Buy the dip is a questionable strategy


The stock market has started to react negatively to COVID-19 spreading outside of China.

Markets are down about 10 percent from the peak valuations of mid-February 2020.

During a steep correction, it has been profitable to buy stocks. This is called “buying the dip”.

Is now a good time to add exposure to the market?

A generation of investors has learned to buy during the periodic setbacks that come in the stock market. The setbacks have been milder and milder in recent years, which means that people need to jump in quickly to benefit from the “buy the dip” strategy. Since the bear market bottom which was reached in March 2009 the largest setback in the stock market has been less than 20 percent. Since this market has dropped by more than 10 percent, if the pattern persists, stock market buyers must jump in soon to avoid missing out.

One of the emotions that has become very prevalent in times of rising prices is called “Fear Of Missing Out” or FOMO. FOMO is another name for greed. It’s been said that one of the most difficult times for any human being is watching a friend or neighbour get rich while not participating.

The character trait that can be valuable in investing, and is the opposite of FOMO, is patience. Today patience is in short supply. For most people instant gratification is highly desirable, and for some people even instantaneous reward isn’t fast enough. Since the patient investors that have waited for bargain prices have repeatedly missed out, impatient people have gained confidence in buying the dips.

But, with patience in such short supply, patient investors could be rewarded very generously if the correction turns into something more substantial.

How can an investor use patience in the current stock market setback?

According to some pundits the correction that started a couple of weeks ago will turn into a bear market. The modern definition of a bear market is a correction of more than 20 percent. The last time that happened was more than eleven years ago, in 2008-09.

But it’s a gamble to wait to see if the current downturn in markets does extend losses to 25 or 30 percent or more. In the past, bear markets have been a normal occurrence every five to ten years. A bear market is long overdue.

How can a patient investor tell if the correction has run its course and it’s time to buy?

There are several measures of valuation that can be applied to determine when the market is cheap.

Here are two that can be calculated easily.

First, there’s the Shiller Cyclically Adjusted Price Earnings Ratio, or CAPE.

This ratio is available on Shiller's website. The CAPE graph shows that this market is expensive.


Source: Robert Shiller

The current correction hasn’t changed the extremely high valuation yet, according to the CAPE method.

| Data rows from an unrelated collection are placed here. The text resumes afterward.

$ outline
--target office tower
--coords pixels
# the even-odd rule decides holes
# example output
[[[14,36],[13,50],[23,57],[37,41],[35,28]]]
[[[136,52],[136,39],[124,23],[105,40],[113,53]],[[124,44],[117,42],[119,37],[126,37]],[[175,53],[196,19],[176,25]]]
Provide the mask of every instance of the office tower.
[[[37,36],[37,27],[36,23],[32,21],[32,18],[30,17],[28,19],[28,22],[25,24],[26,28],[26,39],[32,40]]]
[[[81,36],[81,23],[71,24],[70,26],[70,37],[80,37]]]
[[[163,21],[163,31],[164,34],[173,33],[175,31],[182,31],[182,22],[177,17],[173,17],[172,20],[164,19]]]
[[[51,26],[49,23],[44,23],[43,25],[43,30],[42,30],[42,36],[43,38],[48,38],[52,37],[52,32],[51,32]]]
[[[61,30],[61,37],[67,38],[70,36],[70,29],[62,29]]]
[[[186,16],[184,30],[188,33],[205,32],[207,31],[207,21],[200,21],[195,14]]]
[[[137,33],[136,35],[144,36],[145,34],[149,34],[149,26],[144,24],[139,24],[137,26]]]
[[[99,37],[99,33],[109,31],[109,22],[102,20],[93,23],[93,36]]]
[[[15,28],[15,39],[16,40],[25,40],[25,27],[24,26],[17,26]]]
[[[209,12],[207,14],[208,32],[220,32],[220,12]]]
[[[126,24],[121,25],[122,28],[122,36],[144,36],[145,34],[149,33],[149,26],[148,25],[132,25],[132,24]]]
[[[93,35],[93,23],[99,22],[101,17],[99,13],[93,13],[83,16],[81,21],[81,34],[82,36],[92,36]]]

Another way to look at valuation compares stock market valuations to the growth of the economy, measured by GDP.


Sources: GuruFocus and FRED - St. Louis Fed

The value of all stocks trading on the U.S. market, called the Wiltshire Total Market, is about 50 percent higher than GDP. In the past, it’s been a great time to buy when market value is below GDP, as happened in 2002 and 2009.

Both valuation methods show clearly that the market isn’t cheap yet, even after the recent correction.

So, it’s too soon to buy the dip. If periodic bear markets reappear, the market will reach bargain pricing at some point soon.

All that the patient investor needs to take advantage of those bargains is the ability to wait.